Gabriel Badea-Päun nous a annoncé que l’année prochaine, « Pensées d’une reine » écrit en 1888 par Carmen Sylva serait republié avec le texte original et complété par le manuscrit avec les retouches de Pierre Loti dont la reine était très proche artistiquement. Polyglotte (anglais, français, allemand et roumain), Elisabeth de Roumanie a fréquenté de nombreux artistes parisiens mais n’est paradoxalement jamais venue en France. Vincent Van Gogh dans ses lettres à son frère Théo fait référence aux écrits de Carmen Sylva qui, dit-il, le soulage moralement. Plus de 30 biographies, des centaines d’articles lui ont été consacrés. La dernière biographie remonte à 1939 mais le mythe « Carmen Sylva » avait déjà été englouti depuis longtemps, la Deuxième Guerre Mondiale l’effacera. Après la guerre, son image est associée à un romantisme totalement dépassé, ses ouvrages ne sont plus accessibles en Roumanie, ses bustes et autres toiles la représentant sont enfouis au fond des musées.

 

Après la révolution de 1989, Carmen Sylva est progressivement remise à l’honneur. On se rappelle alors qu’elle a fait soufflé en vent de modernisme, qu’elle s’était bien adaptée à son nouveau pays dont elle parlait couramment la langue, et qu’elle avait surtout revendiqué au 19ème siècle l’égalité des sexes au niveau de la création artistique.

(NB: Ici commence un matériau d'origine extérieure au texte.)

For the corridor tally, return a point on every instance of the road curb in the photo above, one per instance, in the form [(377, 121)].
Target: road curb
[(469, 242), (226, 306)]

Protectrice des artistes, la reine Elisabeth de Roumanie était une personne extrêmement généreuse. Sur sa cassette personnelle, elle n’hésitait pas à soutenir l’un ou l’autre talent. Elle est également à la base de la création du Foyer lumineux, un projet totalement inouï pour l’époque. En effet, dans la Roumanie du début du 20ème siècle, être pauvre et aveugle, vous condamnait inexorablement à la mendicité. La reine, grâce à l’héritage reçu de sa mère, fait construire une école et des pavillons qui abritent des ateliers afin que les personnes aveugles puissent y apprendre un métier manuel. Plus de 40 pavillons seront ainsi créés près de Bucarest. La vente de cartes postales avec ses pensées, permettait aussi d’imprimer en braille pour ses protégés. L’école porte aujourd’hui à nouveau son nom.

Pour l’écriture de cette biographie, Gabriel Badea-Päun a eu accès à de nombreuses archives dont celles de la famille princière de Wied, berceau familial de la reine Elisabeth. Près de 700 ans d’Histoire de la famille sont entreposés dans une aile du château à Neuwied sans classement précis. Toutefois grâce à l’aide de l’archiviste de la famille princière de Wied, l’auteur a eu la possibilité de découvrir de nombreux documents dont des photos. Ceux-ci illustrent la version allemande de la biographie qui vient de paraître.

« Carmen Sylva, reine Elisabeth de Roumanie », Gabreil Badea-Päun, Via Romana, 2011, 213 p. et en version allemande « Carmen Sylva, Köningin Elisaeth von Rumänien -Eine rheinische Prinzessin auf Rumäniens Thron », Gabriel Badea-Päun, Ibidem, 2011, 298 p.